One of the most astounding and tragic aspects about Enderlin’s account is just how close Barak and Arafat’s negotiation teams had come to actually concluding an agreement. All of the cards were in place: President Clinton, who was on his way out of office, wanted to ensure his place in history as the President who had ended the Israeli-Palestinian conflict. Barak’s team was open-minded enough to consider creative solutions to the refugee issue as well as the issue of settlement evacuations. Arafat’s team was beginning to be flexible on many of the core issues as well. So what went wrong?

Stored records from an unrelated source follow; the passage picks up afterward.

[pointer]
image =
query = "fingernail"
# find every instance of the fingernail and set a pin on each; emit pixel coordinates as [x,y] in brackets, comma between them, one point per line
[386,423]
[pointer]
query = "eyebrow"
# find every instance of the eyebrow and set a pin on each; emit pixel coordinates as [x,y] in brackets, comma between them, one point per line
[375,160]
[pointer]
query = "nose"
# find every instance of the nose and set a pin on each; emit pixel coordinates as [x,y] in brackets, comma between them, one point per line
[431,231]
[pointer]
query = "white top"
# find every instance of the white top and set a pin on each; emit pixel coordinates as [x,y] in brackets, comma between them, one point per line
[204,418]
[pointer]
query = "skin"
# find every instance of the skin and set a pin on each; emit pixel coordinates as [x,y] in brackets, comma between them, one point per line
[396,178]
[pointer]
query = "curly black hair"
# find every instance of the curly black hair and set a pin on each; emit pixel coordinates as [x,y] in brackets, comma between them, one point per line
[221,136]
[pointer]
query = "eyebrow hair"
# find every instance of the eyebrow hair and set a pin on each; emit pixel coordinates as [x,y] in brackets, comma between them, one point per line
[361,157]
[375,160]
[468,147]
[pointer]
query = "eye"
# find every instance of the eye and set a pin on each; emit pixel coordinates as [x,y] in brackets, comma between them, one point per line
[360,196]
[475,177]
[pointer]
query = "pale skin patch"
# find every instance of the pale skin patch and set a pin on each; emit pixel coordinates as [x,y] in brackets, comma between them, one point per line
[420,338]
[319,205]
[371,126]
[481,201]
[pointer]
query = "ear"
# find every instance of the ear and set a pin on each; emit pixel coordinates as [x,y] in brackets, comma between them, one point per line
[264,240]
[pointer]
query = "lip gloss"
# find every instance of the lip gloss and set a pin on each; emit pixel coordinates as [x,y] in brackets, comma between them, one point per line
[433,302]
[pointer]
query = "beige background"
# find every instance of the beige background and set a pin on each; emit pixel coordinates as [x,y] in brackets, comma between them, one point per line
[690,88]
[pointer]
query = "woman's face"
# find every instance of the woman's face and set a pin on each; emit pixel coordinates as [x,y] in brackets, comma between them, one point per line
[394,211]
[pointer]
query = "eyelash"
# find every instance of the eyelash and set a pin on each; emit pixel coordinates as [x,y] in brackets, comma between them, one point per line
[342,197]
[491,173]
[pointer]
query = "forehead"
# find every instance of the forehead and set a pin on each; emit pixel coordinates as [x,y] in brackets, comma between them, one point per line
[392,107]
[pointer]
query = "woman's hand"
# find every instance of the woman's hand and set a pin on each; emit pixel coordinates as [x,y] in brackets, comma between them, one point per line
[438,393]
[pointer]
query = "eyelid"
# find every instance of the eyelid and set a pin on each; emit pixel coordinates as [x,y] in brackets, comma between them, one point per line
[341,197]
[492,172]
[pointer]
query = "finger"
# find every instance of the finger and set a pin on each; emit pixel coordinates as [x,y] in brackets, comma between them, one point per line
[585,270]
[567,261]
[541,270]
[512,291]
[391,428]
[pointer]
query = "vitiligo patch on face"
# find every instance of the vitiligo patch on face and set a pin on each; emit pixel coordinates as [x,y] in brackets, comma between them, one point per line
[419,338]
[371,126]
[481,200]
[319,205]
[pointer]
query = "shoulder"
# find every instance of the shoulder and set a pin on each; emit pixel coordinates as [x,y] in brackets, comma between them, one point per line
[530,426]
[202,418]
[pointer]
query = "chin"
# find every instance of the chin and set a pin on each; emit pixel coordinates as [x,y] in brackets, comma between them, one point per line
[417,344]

Shattered Dreams is not a book of interpretative historiography. Enderlin does not tell us what went wrong. He blames neither Arafat nor Barak for the ultimate failure of the peace accords. He shows us how things went wrong and the order in which things occurred. We are presented with the facts and we have to make up our own minds about what happened and why it happened. One of the interesting things that I took away from this book was that it is not always the grand-narrative conflicts that lead to the failure of negotiations. Often times, it is the little things, like unfortunate coincidences of bad circumstance. Prior to reading Shattered Dreams, for example, I was convinced that the issue of the Palestinian refugees would have been the most difficult issue for the Israelis in negotiations. After all, the Right of Return, even in theory, threatens Israel’s raison d’ˆetre —its “Jewish character.” As it turns out, the refugee issue was one of the easiest and least contentious on the table at Camp David. On the other hand, an issue that I would have thought relatively minor, like sovereignty over the Temple Mount/Haram Al-Sharif, the negotiators on both sides were staunch secular nationalists, turned out to be the biggest issue of all.
Having read the book, I feel that I do have greater insight and a better understanding of how the events transpired, even during the years that I lived in the region. But more significantly, I feel like I can approach this issue once again as a mature adult. It is so rare to find a treatment of the conflict that is not either an exposition on the evils of the Israeli occupation, or a depiction of Palestinian inhumanity, both approaches of which I find to be insulting to my intelligence. The brilliance of this book is that it does not give us easy answers. There is no one person, or party, or ethnicity, or religion that is to blame for the tragedy that is the Israeli-Palestinian conflict. It is a complex and multifaceted conflict that resists simple explanations.
I know that many people will read this book and find within it a justification for their own partisan politics, be they “pro-Israeli” or “pro-Palestinian.” Nevertheless, Charles Enderlin has not given these people an excuse to do so and for this he is to be congratulated. Shattered Dreams will serve as a bible for any future leader who wishes to end this century-long conflict. Let’s hope that the right people have already read it.